Coronary artery disease: Primary care and prevention

Symptomatic coronary artery disease can be divided into stable coronary artery disease and acute coronary syndromes. Asymptomatic coronary artery disease seldom present to the primary care physician and is often detected by a routine health check up or pre-operative evaluation. Stable coronary artery disease usually presents in the form of chronic stable angina. Acute coronary syndromes could be either unstable angina or acute myocardial infarction. Acute myocardial infarction can be further subdivided into ST elevation myocardial infarction (STEMI) and non ST elevation myocardial infarction (NSTEMI) depending on the presence or absence of ST segment elevation on the electrocardiogram (ECG). The term non ST segment elevation acute coronary syndromes (NSTEACs) comprise of NSTEMI and unstable angina. The difference between NSTEMI and unstable angina is the presence of evidence of myocardial necrosis in the former, in the form of an elevated biomarker, usually cardiac troponin.

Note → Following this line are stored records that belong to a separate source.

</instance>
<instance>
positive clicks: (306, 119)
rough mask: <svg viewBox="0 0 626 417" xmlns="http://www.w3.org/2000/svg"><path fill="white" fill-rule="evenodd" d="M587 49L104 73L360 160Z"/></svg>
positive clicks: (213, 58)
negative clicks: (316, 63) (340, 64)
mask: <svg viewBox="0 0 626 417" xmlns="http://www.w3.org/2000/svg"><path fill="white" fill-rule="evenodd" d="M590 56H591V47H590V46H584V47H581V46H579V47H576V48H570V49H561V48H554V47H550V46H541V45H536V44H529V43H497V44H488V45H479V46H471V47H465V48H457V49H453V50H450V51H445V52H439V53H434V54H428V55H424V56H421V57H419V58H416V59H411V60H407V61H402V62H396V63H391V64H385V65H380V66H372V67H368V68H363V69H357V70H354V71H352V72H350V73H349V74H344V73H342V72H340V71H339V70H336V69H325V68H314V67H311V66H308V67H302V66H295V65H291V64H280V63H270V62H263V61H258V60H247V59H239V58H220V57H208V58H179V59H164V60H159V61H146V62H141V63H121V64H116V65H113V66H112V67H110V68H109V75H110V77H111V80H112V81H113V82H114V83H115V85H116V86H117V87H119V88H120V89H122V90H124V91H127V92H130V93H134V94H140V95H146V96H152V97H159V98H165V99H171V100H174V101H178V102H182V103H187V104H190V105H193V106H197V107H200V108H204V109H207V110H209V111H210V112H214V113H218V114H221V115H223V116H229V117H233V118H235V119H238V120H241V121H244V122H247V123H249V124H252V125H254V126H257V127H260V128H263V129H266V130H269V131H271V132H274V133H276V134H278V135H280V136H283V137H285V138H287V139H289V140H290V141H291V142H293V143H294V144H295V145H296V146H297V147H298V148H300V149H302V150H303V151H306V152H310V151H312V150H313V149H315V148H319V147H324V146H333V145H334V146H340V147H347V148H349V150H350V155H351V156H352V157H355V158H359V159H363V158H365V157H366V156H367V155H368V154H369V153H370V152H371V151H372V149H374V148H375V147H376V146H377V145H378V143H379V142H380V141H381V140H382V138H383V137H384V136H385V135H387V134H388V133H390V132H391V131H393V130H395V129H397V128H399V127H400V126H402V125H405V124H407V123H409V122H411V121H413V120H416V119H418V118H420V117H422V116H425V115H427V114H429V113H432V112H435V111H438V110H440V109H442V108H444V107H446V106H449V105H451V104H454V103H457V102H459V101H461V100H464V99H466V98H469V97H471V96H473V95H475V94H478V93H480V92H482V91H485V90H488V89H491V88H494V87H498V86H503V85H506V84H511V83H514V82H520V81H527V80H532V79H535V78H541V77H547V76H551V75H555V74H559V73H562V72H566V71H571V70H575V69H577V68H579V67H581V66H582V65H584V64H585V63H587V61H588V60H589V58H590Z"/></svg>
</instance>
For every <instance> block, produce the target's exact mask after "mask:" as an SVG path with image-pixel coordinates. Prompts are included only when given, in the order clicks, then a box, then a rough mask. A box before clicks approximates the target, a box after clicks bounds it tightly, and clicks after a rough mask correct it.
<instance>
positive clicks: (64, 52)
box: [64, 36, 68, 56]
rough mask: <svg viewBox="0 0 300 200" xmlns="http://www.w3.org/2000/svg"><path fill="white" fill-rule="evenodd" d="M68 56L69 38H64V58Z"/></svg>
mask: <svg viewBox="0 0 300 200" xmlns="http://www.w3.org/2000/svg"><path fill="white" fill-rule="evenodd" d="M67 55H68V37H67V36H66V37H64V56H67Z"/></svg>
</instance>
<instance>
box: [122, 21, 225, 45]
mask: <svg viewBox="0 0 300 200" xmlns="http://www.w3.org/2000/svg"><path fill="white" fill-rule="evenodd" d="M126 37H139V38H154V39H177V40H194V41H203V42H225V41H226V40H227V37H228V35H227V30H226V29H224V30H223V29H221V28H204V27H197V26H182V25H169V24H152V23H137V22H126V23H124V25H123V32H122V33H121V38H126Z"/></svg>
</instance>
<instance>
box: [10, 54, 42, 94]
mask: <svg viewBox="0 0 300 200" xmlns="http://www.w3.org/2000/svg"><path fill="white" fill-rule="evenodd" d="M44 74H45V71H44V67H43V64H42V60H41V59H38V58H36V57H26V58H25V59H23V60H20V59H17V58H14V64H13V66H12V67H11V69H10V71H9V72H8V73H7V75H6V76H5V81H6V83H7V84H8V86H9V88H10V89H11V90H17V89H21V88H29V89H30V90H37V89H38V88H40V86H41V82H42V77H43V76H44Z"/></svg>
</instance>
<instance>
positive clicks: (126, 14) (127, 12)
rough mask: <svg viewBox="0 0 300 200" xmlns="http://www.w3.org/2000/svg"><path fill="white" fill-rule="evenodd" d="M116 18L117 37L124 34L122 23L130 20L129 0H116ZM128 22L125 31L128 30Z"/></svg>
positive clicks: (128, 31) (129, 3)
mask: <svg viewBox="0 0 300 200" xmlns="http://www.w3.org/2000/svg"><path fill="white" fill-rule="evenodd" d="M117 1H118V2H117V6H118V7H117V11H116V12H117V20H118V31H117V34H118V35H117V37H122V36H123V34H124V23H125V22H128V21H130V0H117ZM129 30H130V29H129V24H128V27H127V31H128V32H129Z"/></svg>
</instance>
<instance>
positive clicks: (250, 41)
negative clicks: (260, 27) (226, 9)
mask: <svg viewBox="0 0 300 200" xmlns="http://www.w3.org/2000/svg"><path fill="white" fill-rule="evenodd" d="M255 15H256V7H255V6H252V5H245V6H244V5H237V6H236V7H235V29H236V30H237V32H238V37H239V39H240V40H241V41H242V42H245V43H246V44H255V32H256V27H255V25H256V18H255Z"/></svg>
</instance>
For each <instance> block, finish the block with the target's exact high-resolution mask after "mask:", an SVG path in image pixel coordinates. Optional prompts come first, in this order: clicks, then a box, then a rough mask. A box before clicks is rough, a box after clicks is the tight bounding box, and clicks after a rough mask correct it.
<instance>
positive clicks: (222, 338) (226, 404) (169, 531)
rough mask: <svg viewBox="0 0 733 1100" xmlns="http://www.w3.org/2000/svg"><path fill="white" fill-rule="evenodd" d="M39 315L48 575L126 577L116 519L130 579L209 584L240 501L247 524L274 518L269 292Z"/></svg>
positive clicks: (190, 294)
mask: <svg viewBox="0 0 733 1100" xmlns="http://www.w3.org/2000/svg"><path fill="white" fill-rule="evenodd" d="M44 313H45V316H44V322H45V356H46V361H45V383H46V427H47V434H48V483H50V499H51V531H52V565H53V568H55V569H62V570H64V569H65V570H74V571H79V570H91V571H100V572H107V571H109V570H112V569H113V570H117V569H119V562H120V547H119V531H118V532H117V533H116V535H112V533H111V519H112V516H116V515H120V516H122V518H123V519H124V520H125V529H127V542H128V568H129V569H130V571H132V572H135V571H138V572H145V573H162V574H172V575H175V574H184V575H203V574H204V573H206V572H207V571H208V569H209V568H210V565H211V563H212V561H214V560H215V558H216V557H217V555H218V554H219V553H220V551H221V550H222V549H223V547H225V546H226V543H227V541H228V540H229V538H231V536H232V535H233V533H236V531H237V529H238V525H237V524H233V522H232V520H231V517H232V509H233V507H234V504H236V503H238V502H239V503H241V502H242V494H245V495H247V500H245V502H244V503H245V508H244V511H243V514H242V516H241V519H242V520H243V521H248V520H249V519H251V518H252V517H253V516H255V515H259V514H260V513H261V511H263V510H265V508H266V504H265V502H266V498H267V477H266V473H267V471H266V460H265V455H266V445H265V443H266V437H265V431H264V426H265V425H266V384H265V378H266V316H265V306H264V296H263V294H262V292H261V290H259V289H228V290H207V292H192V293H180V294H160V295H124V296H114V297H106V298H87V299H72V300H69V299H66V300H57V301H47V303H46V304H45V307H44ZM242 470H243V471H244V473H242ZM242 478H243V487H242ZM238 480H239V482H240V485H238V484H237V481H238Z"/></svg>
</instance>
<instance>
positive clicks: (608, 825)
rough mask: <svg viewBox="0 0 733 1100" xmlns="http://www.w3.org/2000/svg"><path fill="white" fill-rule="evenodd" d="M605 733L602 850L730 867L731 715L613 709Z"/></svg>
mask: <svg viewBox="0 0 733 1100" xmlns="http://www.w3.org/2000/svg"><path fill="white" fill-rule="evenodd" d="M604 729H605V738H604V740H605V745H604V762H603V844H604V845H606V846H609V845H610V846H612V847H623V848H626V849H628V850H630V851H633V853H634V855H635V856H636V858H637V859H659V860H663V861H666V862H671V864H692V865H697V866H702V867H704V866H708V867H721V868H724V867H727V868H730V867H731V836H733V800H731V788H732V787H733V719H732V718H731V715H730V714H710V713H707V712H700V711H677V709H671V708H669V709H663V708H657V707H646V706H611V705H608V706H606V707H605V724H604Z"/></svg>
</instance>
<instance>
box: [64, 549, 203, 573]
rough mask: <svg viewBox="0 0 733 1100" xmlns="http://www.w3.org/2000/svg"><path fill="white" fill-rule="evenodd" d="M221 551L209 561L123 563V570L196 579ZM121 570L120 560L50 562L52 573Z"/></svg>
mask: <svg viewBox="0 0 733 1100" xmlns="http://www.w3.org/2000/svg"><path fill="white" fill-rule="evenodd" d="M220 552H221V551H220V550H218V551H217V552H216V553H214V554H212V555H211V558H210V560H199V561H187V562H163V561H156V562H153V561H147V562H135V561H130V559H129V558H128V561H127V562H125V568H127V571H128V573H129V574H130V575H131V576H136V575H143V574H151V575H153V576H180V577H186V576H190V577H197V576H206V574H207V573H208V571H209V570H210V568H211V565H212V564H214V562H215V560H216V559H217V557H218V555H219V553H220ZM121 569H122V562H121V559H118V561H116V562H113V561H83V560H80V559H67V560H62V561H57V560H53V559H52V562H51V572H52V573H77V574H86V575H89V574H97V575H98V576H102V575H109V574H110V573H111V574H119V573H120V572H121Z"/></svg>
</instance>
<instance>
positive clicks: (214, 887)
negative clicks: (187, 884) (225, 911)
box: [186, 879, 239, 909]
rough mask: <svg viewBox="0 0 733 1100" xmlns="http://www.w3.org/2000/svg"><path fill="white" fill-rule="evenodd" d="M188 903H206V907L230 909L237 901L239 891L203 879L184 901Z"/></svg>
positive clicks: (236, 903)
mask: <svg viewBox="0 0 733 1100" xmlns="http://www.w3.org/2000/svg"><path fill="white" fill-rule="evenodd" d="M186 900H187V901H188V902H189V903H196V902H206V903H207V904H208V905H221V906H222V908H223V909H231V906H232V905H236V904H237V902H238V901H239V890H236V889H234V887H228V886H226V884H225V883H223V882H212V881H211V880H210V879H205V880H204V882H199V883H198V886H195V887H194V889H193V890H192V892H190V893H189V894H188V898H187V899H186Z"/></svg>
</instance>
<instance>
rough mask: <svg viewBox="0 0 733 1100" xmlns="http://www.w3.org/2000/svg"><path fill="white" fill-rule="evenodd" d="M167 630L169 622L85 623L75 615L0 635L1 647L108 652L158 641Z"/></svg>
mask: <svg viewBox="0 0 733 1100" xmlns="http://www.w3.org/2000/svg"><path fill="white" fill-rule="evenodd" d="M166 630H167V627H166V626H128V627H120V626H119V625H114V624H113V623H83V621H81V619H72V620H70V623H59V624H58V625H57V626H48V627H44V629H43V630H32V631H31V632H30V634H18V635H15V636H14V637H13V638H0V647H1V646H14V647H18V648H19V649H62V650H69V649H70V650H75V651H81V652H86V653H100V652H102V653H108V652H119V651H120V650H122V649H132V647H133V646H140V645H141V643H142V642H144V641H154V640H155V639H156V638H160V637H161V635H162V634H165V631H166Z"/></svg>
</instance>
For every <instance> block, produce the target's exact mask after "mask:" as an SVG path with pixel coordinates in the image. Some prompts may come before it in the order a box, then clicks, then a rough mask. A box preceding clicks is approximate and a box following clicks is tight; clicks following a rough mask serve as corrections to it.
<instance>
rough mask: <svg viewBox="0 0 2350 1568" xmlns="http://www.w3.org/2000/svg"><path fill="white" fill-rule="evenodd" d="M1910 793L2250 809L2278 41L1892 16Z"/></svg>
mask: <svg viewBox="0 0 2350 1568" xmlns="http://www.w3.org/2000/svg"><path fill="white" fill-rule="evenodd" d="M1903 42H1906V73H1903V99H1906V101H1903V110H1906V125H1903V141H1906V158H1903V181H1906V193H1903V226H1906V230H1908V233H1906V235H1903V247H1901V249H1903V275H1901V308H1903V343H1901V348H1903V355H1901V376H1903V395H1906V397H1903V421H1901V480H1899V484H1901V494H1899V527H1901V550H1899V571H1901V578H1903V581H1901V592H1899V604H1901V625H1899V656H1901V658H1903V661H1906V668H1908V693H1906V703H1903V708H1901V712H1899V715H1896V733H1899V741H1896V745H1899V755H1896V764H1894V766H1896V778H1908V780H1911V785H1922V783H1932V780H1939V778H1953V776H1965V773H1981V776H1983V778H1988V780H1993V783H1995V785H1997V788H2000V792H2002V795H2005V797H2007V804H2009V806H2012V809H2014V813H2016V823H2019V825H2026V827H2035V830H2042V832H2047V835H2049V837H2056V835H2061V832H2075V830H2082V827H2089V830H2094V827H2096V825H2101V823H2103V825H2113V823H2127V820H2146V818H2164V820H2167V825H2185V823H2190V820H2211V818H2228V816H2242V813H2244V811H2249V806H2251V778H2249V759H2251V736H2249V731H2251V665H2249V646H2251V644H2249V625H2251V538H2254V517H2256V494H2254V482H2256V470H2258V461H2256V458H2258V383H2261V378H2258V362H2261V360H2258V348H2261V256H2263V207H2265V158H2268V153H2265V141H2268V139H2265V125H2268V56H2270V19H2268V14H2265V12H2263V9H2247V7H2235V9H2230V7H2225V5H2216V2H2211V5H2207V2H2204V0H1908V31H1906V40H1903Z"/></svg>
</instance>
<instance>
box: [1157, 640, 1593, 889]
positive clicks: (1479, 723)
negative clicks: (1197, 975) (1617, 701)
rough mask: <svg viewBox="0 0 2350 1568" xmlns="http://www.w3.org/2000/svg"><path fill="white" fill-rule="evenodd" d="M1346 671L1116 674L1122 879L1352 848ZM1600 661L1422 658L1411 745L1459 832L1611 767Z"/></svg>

Initial work up in acute coronary syndromes

Acute coronary syndrome usually presents with history of prolonged central chest pain, with or without specific radiation. Radiation of cardiac pain can be anywhere between the lower jaw and the umbilicus. A short history for asssessment of risk factors can be made at the time of initial evaluation. Vital signs are recorded, followed by a quick physical examination. ECG should be obtained the earliest, preferrably within 10 minutes. If there is a reasonable certainty regarding the diagnosis of acute coronary syndrome, initial loading doses of asprinin, clopidogrel and statin, often along pantoprazole are given. Acute coronary syndrome needs rapid hospitalization for further management.

High risk features in acute coronary syndrome

Certain high risk features may be evident in acute coronary syndrome at presentation. They include accelerating symptoms in the last 48 hours, rest pain lasting more than 20 minutes, features of pulmonary edema, new onset mitral regurgitation, tachycardia, bradycardia or hypotension, age above 75 years, angina associated with shift in the ST segment, bundle branch block, sustained ventricular tachycardia and elevated cardiac biomarkers (troponin or creatine kinase myocardial fraction).